An amazing group of Celtic crosses on the monastery grounds of Kells is worth seeing, almost 60 km north of Dublin in Ireland. This is also the site where the four monks worked in 800 a.D. on the stunning Book of Kells, famous for its unique lavish illustrations intertwined with the text of the four Gospels. The books are exhibited at Trinity College in Dublin.
A visit to the monastic site at the top of Cannon Street at the top of a hill has it all to charm visitors: a tall, 9th century round tower, the Church of Ireland church built in 1778, a grave yard with its stunning Celtic Crosses, and the home of Saint Columbus built in the 9th century with a tunnel connecting it with the church.
View up Suffolk Street, Kells, to the monastic site in Cannon Street.
The monastic area in Cannon Street, Kells, is defined by the stone wall, round tower and church.
The monks originally in Kells fled from Iona Island under threat from a Viking invasion. They were granted land by the Irish High King to establish their monastery .

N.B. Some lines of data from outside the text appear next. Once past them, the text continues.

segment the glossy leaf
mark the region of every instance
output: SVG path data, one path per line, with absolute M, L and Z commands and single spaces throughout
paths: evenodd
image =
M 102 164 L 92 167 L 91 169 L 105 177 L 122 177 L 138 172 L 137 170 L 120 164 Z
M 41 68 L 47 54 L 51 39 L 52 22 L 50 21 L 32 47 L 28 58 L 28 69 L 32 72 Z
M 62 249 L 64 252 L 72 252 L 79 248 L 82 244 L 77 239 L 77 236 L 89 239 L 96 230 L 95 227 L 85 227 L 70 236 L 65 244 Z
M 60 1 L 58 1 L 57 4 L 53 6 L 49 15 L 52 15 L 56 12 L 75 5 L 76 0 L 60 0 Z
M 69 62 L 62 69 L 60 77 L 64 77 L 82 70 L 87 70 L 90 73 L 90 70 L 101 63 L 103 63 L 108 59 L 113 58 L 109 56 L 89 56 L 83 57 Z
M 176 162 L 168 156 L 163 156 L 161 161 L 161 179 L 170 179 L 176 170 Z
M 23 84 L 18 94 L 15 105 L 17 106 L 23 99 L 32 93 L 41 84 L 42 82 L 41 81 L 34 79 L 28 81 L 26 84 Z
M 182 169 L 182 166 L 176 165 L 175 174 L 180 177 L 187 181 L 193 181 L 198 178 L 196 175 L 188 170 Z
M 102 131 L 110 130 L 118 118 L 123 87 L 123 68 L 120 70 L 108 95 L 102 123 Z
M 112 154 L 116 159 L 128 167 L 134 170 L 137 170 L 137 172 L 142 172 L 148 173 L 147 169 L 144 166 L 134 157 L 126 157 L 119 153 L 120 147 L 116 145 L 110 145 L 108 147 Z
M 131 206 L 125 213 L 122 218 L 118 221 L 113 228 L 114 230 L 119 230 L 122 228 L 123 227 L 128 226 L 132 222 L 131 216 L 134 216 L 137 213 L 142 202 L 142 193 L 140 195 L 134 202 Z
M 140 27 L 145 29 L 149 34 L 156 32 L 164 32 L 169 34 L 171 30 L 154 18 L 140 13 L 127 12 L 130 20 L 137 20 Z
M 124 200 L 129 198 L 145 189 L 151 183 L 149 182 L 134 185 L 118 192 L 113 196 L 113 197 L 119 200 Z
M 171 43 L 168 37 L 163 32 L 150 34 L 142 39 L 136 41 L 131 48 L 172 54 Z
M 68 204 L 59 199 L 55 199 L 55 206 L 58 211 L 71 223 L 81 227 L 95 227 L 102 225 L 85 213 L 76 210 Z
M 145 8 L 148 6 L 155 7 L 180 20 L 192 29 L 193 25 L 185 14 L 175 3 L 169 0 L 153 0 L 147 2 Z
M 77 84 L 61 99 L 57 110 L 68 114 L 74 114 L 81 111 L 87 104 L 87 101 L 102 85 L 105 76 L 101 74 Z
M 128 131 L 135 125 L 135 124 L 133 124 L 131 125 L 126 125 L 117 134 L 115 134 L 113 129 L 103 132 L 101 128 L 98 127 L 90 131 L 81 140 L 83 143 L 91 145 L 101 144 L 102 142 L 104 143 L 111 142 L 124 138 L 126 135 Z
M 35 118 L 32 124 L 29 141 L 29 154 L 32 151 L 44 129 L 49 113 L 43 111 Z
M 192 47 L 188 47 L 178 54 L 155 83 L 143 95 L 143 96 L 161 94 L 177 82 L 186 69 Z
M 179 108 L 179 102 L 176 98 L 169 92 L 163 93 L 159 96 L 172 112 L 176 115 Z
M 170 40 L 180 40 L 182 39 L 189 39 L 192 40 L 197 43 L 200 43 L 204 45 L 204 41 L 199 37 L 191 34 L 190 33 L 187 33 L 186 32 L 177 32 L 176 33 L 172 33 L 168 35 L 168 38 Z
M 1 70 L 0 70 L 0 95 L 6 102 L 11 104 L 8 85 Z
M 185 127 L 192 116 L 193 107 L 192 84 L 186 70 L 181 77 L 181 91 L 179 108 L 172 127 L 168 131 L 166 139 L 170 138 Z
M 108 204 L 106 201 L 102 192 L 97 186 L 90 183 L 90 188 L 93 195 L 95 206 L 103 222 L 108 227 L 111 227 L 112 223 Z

The monastic site as it originally was.
Built in the 9th century, the incredible round tower has no roof but 5 windows placed to view the 5 roads at a juction, below.
The 9th century South Cross, also called the High Cross, in the Kells monastic graveyard site.
The Kells Round Tower in the background of the incomplete 9th century, East Celtic Cross.
Named the West Cross, this gravesite monument has scenes from the Old and New Testaments on it.
Current front view of St Columcille’s/St Columbus’s House, dating from the 9th century.
The ancient entrance at the back of the house. Local records state there is a tunnel connecting St Columbus’s house to the church.
A back view of St Columbus’s 3 storied stone house with a sloping roof, typical of the 9th century.